I was disappointed to see the Kent Reporter story used to disparage the personal character of Kent Mayor Suzette Cooke (“Kent Mayor Cooke fails to pay condo assessment fee,” May 9).
The article read like a supermarket tabloid.
As a former vice president of Fairwood Greens Home Owners Association, I was concerned about her condo association’s “spokeswoman” contacting the media to report the mayor’s personal financial, legal situation and the group’s plan to sue for a payment.
Now, obviously, the mayor needs to pay the bill or come to an agreement of a payment of some type with her condo association and her lender. But my understanding of the state’s RCW’s on condos and homeowners associations do not allow an association to engage in malicious gossip against an owner or resident.
It is one thing in the association meeting that other owners may hear certain information while in attendance, but the condo or homeowners association directors are responsible to not allow personal details about its dealings with an owner to be released to the general public.
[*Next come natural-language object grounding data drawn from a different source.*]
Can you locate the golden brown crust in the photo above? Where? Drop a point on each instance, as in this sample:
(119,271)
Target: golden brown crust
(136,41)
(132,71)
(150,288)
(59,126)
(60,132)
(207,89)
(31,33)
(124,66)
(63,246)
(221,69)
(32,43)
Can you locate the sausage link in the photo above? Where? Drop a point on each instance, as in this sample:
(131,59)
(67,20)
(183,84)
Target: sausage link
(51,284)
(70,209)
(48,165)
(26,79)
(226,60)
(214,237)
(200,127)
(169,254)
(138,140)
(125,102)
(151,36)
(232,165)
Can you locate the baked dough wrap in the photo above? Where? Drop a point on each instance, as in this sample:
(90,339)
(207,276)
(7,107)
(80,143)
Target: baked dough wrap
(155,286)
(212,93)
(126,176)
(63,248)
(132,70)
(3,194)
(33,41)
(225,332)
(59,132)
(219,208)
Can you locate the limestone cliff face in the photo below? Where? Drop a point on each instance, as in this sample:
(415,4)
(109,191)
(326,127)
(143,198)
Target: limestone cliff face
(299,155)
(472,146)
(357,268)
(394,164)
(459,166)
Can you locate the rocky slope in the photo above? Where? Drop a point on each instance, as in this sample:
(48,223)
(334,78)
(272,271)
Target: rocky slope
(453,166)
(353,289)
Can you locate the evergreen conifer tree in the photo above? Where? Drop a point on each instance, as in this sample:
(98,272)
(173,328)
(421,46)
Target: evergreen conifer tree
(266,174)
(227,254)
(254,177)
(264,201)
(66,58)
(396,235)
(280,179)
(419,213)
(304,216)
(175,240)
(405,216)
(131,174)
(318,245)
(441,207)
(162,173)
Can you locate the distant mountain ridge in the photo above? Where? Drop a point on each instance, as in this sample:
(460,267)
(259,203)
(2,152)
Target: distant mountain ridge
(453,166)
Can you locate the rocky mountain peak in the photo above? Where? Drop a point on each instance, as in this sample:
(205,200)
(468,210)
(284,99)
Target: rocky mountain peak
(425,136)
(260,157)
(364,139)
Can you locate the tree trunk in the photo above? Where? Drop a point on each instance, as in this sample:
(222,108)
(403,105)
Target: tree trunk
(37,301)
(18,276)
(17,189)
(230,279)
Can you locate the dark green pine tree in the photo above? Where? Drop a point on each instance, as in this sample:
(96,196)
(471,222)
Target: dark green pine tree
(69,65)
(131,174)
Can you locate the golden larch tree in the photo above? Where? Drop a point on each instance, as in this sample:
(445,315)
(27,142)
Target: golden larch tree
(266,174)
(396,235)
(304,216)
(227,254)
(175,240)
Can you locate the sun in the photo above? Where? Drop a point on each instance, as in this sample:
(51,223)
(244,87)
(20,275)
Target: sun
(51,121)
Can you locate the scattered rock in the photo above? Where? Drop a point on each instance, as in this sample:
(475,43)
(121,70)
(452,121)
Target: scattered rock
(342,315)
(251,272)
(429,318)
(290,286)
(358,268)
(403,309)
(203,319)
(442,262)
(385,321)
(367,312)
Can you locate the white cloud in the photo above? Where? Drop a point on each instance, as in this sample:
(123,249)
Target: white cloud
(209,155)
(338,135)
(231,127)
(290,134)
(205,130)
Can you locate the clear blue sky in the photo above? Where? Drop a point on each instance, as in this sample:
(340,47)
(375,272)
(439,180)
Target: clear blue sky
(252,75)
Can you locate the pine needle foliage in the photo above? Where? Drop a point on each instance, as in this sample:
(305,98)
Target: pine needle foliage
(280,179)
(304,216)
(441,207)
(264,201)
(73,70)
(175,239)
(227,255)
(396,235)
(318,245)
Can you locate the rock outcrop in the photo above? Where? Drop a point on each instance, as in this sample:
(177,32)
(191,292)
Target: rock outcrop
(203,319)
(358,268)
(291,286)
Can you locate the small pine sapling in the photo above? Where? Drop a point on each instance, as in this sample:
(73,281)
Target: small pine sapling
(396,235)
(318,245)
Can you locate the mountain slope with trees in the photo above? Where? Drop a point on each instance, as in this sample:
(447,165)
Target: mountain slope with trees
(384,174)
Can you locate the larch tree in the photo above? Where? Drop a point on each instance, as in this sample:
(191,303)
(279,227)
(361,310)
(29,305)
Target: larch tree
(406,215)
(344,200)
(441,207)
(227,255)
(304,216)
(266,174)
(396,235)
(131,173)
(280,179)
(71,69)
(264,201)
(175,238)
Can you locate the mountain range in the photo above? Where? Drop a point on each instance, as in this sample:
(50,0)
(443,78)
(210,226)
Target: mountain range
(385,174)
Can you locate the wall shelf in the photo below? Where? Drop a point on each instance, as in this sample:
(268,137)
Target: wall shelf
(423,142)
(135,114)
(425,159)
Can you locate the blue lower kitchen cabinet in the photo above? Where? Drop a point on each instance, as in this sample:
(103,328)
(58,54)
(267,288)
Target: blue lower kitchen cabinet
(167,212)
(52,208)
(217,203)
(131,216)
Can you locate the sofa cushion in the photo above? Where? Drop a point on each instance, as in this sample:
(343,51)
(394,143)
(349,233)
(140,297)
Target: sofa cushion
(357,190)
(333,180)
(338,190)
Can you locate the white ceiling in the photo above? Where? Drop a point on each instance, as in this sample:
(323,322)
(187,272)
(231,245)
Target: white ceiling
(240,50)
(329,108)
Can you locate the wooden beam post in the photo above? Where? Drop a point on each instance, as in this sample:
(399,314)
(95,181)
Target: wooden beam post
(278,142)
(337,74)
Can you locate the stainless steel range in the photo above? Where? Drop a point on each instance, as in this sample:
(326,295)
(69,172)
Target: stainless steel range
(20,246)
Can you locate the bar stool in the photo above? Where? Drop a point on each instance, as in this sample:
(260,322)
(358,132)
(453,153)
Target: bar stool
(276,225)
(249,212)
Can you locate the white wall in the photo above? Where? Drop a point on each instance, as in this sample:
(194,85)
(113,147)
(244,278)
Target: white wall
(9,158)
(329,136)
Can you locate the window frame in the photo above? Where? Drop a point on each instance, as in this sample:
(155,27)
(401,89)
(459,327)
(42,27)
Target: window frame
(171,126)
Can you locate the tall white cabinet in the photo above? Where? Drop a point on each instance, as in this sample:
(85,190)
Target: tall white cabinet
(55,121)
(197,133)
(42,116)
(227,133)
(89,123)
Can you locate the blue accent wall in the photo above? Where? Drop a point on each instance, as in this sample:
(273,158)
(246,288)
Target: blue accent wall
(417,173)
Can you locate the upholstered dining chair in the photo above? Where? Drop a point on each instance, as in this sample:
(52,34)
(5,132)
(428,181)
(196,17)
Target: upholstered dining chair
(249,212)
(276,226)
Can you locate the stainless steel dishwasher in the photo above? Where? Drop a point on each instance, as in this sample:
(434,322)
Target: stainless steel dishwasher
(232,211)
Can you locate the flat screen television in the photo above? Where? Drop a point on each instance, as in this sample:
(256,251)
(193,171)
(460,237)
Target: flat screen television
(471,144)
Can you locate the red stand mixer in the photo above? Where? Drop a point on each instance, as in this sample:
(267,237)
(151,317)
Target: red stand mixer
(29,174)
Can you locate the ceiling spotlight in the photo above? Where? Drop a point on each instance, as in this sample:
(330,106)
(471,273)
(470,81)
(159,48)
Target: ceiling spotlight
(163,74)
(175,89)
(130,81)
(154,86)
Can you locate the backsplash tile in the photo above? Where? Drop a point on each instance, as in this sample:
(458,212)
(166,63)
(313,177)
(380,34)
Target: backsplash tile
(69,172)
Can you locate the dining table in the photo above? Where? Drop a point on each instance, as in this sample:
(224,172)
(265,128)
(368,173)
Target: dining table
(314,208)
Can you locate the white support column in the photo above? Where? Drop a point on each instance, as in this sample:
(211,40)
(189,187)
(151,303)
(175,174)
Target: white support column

It is their fiduciary responsibility to protect the integrity of their association and the financial information of owners private accounts as members.
This was a violation of the mayor’s right to privacy and to be treated just as any other owner within the association.
Instead, the “spokeswoman” has turned on an owner, in this case the mayor, herself a former president of the association. The person has gone to the media in order to personally embarrass and smear her reputation. There is simply no other way to read the article.
It has been a well-known fact that Cooke’s late husband took his own life five years ago, and she had to file bankruptcy because the bills from his failed business were so high. This was not merely an attempt to collect the bill, which was 30 days late, but an act of punitive retribution. This is unethical behavior.
It was explained in the article that Cooke was living with her mother, not at the condo at the time of writing. It may be that her condo is now in foreclosure due to her bankruptcy of a few years ago.
While I served as my HOA’s vice president and trustee, we were instructed by our association’s legal counsel to protect all owners’ privacy by not publishing the names or addresses of owners who were being fined, have liens on their property, lawsuits, tenant issues, etc., within the minutes that were made available to the homeowners and the public on our website or published in the Fairwood Flyer newspaper.
Instead, this information is published in a code form to protect an owner’s privacy. This is a more ethical way to handle such a situation.